Il devient clair ici qu’au fond la manie est une orgie de type cannibalique. La formulation de la patiente est une preuve péremptoire en faveur de la conception de Freud d’après laquelle la manie exprime une libération fêtée par le moi. Cette fête est représentée par la dégustation de viande. Sa signification cannibalique ne laissera guère de doute à la suite des considérations qui précèdent.

Comme la mélancolie, la manie réactionnelle exige un certain temps pour se dissiper. Progressivement, les exigences narcissiques du moi diminuent, des quantité plus grandes de libido sont disponibles pour être transférées au monde des objets. Ainsi les deux phases se réduisent jusqu’à un rapprochement libidinal relatif avec les objets ; son inachèvement a été démontré au chapitre concernant la fixation de la libido à l’étape sadique-anale.

Nous devons reprendre ici une question qui a déjà été posée quant à la mélancolie. Très heureusement, Freud a envisagé la manie comme une fête du moi. Il l’a mise en relation avec le repas totémique des primitifs, c’est-à-dire avec « le crime originel » de l’humanité, le meurtre la consommation du père primitif. Il me faut souligner que les fantasmes cruels de la manie concernent avant tout la mère. Ce fut frappant chez un de mes patients maniaques qui s’identifiait avec l’empereur Néron. Par la suite, il donna comme raison que Néron avait tué sa propre mère et de plus conçu le projet de brûler la ville de Rome – symbole maternel. Remarquons, une fois de plus, que ces sentiments pour la mère sont secondaires ; ils s’adressent en premier lieu au père, l’analyse le vérifia.

Ainsi l’exaltation réactionnelle à la mélancolie s’explique pour une part comme un dépassement jouissif de la relation précédente pénible à l’objet d’amour introjecté. Mais nous savons qu’une manie peut survenir sans succéder à une mélancolie. Cet état de fait nous découvrira une partie de sa signification si nous nous souvenons des données du chapitre précédent. Il y fut démontré que certains traumatismes psychiques de l’enfance sont suivis d’un état que nous avons appelé « dysphorie originelle ». La manie « pure » qui est souvent périodique m’apparaît comme le rejet de cette dysphorie, non précédé d’une psychanalyse démonstrative, je ne puis rien ajouter de plus précis concernant ce déroulement.

Mon propos est issu de la comparaison de la mélancolie avec la névrose obsessionnelle. Revenant à notre point de départ, nous sommes en mesure d’expliquer la différence d’évolution à début aigu, intermittent et récidivant des états maniaco-dépressifs correspond à une expulsion plus chronique et rémittente des états obsessionnels tient à la prédominance de la tendance à retenir l’objet.

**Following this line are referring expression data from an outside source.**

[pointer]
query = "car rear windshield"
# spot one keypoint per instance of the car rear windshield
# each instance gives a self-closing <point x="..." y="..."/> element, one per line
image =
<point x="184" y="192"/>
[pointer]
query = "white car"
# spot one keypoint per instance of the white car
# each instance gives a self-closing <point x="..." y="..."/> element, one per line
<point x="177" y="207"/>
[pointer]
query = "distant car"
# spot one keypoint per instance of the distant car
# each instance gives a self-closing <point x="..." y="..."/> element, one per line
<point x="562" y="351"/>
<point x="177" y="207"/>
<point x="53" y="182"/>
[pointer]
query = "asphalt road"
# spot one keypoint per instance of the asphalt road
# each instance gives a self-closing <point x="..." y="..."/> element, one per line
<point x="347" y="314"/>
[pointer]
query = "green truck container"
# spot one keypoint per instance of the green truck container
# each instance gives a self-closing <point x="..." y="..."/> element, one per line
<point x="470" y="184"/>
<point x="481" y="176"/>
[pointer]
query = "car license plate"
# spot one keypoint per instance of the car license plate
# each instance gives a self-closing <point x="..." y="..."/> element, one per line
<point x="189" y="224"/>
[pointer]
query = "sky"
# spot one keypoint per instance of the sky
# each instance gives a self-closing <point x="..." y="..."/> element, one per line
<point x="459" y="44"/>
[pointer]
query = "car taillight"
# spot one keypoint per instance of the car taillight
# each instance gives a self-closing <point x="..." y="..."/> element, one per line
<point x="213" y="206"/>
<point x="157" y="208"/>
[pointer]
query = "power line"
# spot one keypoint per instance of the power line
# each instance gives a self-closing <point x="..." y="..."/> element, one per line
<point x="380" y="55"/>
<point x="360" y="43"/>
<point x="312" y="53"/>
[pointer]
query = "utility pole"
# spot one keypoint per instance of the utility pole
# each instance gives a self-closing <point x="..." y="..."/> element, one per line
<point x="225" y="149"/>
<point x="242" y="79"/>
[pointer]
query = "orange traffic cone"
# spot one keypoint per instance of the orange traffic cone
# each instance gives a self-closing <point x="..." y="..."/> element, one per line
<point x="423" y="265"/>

Au sens ou l’entendent Freud et Roheim, nous pouvons dire que nous trouvons dans ces deux formes de maladie une attitude psychique différente à l’égard du meurtre originel non accompli. Dans la mélancolie et la manie, le crime est perpétré par intervalles sur le plan psychique des primitifs. Dans la névrose obsessionnelles, nous observons la lutte constante contre la réalisation du crime œdipien. La peur de l’obsédé témoigne de ses impulsions, mais simultanément de ses inhibitions toujours prévalentes.

Nous n’avons apporté de solutions exhaustives ni aux problèmes de la mélancolie ni à ceux de la manie. L’empirisme psychanalytique ne nous y autorise pas. Mais rappelons que l’élucidation de ces deux troubles mentaux n’est pas notre but essentiel, mais bien de trouver parmi les données recueillies chez les patients maniaco-dépressifs des aspects intéressant la théorie de la sexualité. En terminant ce chapitre, nous renouvellerons donc l’aveu que le problème du choix de la névrose en ce qui concerne les états cycliques attend toujours une solutions définitive.


19 Après la mort du père original.

20 De telles modifications seront considérées au chapitre suivant.